2.2.3 Konsep Pariwisata Alternatif

Pariwisata alternatif dikembangkan di beberapa daerah tujuan wisata, agar dapat mencegah kerusakan alam dan mencegah dampak negatif dari pariwisata masal. Untuk lebih jelasnya apa itu pariwisata alternatif, ada beberapa sarjana memberikan konsep pariwisata alternatif seperti ; Kodhiyat (1997;75) memberikan batasan bahwa pariwisata alternatif memiliki dua pengertian yaitu (1) Sebagai salah satu bentuk kepariwisataan yang alami, bahkan sebagai reaksi terhadap dampak negatif dari pengembangan pariwisata konvensional, (2) Sebagai bentuk kepariwisataan yang berbeda dari pariwisata konvensional untuk menunjang kelestarian lingkungan. Begitu juga Smith dalam Myra (1997;87) memberi batasan pariwisata alternatif sebagai bentuk pariwisata yang konsisten dengan nilai-nilai alami, sosial dan masyarakat memungkinkan baik tuan rumah maupun pengunjung untuk menikmati interaksi yang positif dan benar serta saling membagikan pengalamannya. Beberapa bentuk pariwisata altrnatif seperti : wisata pedesaan, wisata memancing, agrowisata, wisata bersepeda, wisata alam, wisata hiking, trekking dan canoing. Jadi pariwisata alternatif merupakan kecenderungan baru dari bentuk pariwisata yang telah dikembangkan (konvensional) atau sering juga diartikan sebagai suatu bentuk pariwisata yang sengaja disusun dalam skala kecil (small scale tourism) yang lebih memperhatikan aspek lingkungan fisik,


(9)

sosial dan budaya masyarakat setempat. Pariwisata alternatif ini merupakan kombinasi atau gabungan dari beberapa jenis wisata seperti wisata petualangan, wisata alam dan wisata komunitas.

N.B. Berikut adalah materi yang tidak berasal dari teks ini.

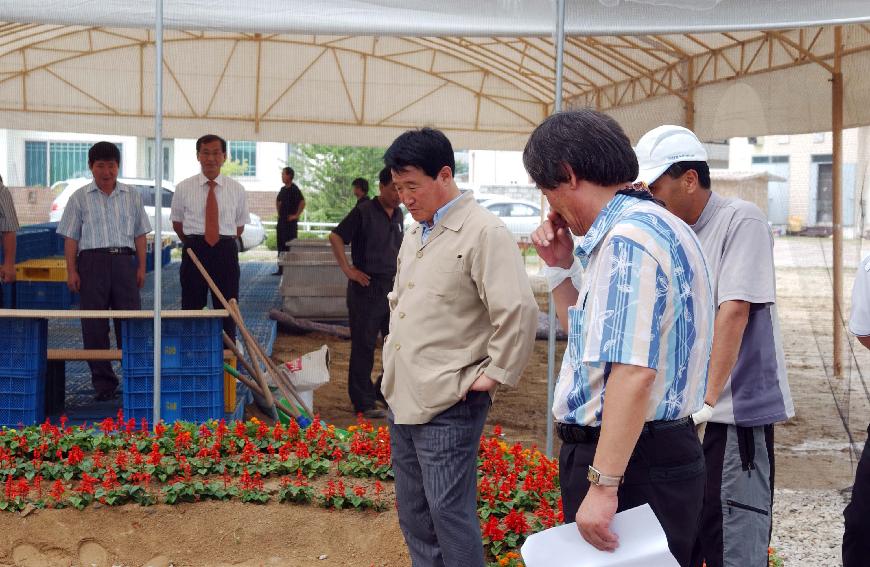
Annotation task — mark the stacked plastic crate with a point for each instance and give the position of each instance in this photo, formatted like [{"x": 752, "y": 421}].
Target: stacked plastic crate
[
  {"x": 40, "y": 271},
  {"x": 22, "y": 371},
  {"x": 192, "y": 374}
]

2.2.4 Konsep Pemberdayaan Masyarakat

Salah satu prinsip dari ekowisata adalah pemberdayaan masyarakat lokal dalam mengelola obyek wisata di daerahnya, begitu juga Bawa (1998:14) mengatakan bahwa pemberdayaan masyarakat adalah menyiapkan kemampuan masyarakat atau sumberdaya manusia agar mereka mampu berperan dalam pemrosesan pariwisata itu. Sumodiningrat (1999:44) mengatakan pemberdayaan masyarakat adalah upaya untuk meningkatkan harkat dan martabat lapisan masyarakat yang dalam kondisi sekarang tidak mampu untuk melepaskan diri dari perangkap kemiskinan dan keterbelakangan. Dengan kata lain memberdayakan masyarakat adalah memampukan dan memandirikan masyarakat. Dalam rangka pemberdayaan masyarakat seperti di atas, pemerintah pertama-tama menciptakan iklim atau suasana yang memungkinkan potensi masyarakat dapat berkembang, dengan mengeluarkan kebijakan yang memihak kepada masyarakat setempat.

2.2.5 Konsep Wisatawan

Dalam undang-undang kepariwisataan Nomor 10 Tahun 2009 pasal 1 ayat 2 menyebutkan wisatawan adalah orang yang melakukan perjalanan dari suatu tempat ke tempat lain dengan tujuan untuk bersenang-senang atau orang yang melakukan wisata . Lain halnya Norma dalam Yoeti (1985:129) wisatawan adalah seseorang yang memasuki wilayah negeri asing dengan maksud tujuan apapun, asalkan bukan untuk tinggal permanen atau untuk berusaha yang teratur tapi


(10)

hanya melintasi perbatasan dan mengeluarkan uangnya di negeri yang dikunjungi. Dari kedua konsep tersebut, maka karakteristik wisatawan itu adalah : (1) perjalanan yang dilakukan lebih dari 24 jam; (2) untuk sementara waktu (tidak permanen) dan (3) tidak mencari nafkah (bekerja) di negara yang dikunjungi.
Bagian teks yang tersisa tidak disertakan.